Nature de la désinformation – semer les graines de la discorde en période de conflit
En janvier 2021, dans l’article «Let’shatePoland», nous analysions la stratégie permanente consistant à blâmer la Pologne, en fournissant des exemples remontant plus loin dans l’histoire de la Russie.
De par sa nature répétitive, cette désinformation est un peu comme une goutte de poison que l’on ingurgiterait chaque jour: elle façonne le paysage mental de nombreux groupes cibles. Au fur et à mesure que le temps passe, elle amène à percevoir l’«Occident comme agressif» ou prépare les esprit de manière à introduire au moins un certain scepticisme vis à vis des politiques occidentales, dans ce cas du gouvernement polonais.

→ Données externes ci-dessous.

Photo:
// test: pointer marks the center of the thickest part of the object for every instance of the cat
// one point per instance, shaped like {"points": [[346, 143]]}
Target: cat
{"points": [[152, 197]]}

Les efforts visant à offrir un terrain fertile sont devenus encore plus forts depuis l’invasion à grande échelle de 2022. Les messages qui ont fait leurs preuves ont été complétés par de nouveaux, tenant l’Occident pour responsable de la guerre et spéculant sur «l’agression polonaise». Les tropes auxquels nous étions habitués ont été affinés depuis février 2022. Un effet parallèle exploitant les anciens tropes est présenté ici.
Une perspective sur le révisionnisme historique
La guerre que livre la Russie à l’Ukraine déchaîne les émotions et crée des clivages dans lesquels la désinformation n’a pour but que de diviser les sociétés. La manipulation et le révisionnisme historique auxquels se livre le Kremlin à l’égard en particulier de la société polonaise se sont peut-être accélérés à cause du solide soutien apporté par la Pologne à l’Ukraine et à son peuple qui y a cherché refuge. Le but de ce révisionnisme historique est ainsi de saper le soutien et la détermination des sociétés occidentales à s’opposer à la Russie et à aider l’Ukraine à se défendre.
Dans l’Ukraine voisine, le révisionnisme historique russe sous-tend et accompagne les appels au génocide ou à l’annihilation. Il encourage les atrocités commises par les soldats russes sur le champ de bataille ou incite la société à accepter les bombardements aveugles et les attaques de missiles russes qui visent les civils.